I’d told him that I read a lot.
I thought that was the end of it.
That was until I got home. My mother had been alternately weeping and furious.
He had been packing his bags. Apparently the police had been around.
She said nothing to me that night when he dragged his bags out the front and disappeared into a taxi. She didn’t need to. Her eyes had said it all.
This is all your fault.
The days immediately following his departure were a whirlwind of activity. People flashing badges, being shunted between a nice, wood trimmed office where a kindly man handed me a doll and asked me to point out where he’d touched and a brightly lit doctors surgery where the severe looking doctor asked me to take off my pants and parted my buttocks. Then there was the long stay in the corridor sitting on an uncomfortable, plastic, moulded chair while stern looking men conferred with mother behind a glass door.

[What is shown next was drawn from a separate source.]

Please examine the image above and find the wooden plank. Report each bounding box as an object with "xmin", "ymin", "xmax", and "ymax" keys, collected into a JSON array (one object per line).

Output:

I had no idea what was happening at the time. I think I was in some sort of daze. How could a story have caused all this? The car trip home had been icy. She hadn’t talked; just glared ahead, out of the window.

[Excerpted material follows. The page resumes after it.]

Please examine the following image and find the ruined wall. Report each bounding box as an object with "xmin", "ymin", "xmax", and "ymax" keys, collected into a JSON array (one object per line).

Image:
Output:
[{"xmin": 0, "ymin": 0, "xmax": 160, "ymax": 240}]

She’d come for me that night, just as he’d used to, waiting until the grandfather clock in the hall chimed eleven. Her breath hot in my ear as she’d pushed my face into the pillows, stifling my breath. This was back before the weights so I probably could have overpowered her but the shock of it momentarily paralysed me. My head was still thick with sleep and it took me a moment to focus on her low voice as she hissed my fate into my ear.
You want to write? Well you’re going to write. A masterpiece… You’ll write me a masterpiece… Now he’s gone you need to start pulling your weight… This is your fault… You had to write your little story didn’t you…
Suddenly she’d been gone, leaving me with just her wet spittle on my ear to let me know she’d ever been there.
The next day she bought her first weight set…
* * * * *
…I force down a slice of the pizza. Familiarity has dulled its taste to cardboard. I long for the time when she still allowed me books. Back before she realised they were more of a distraction than an inspiration.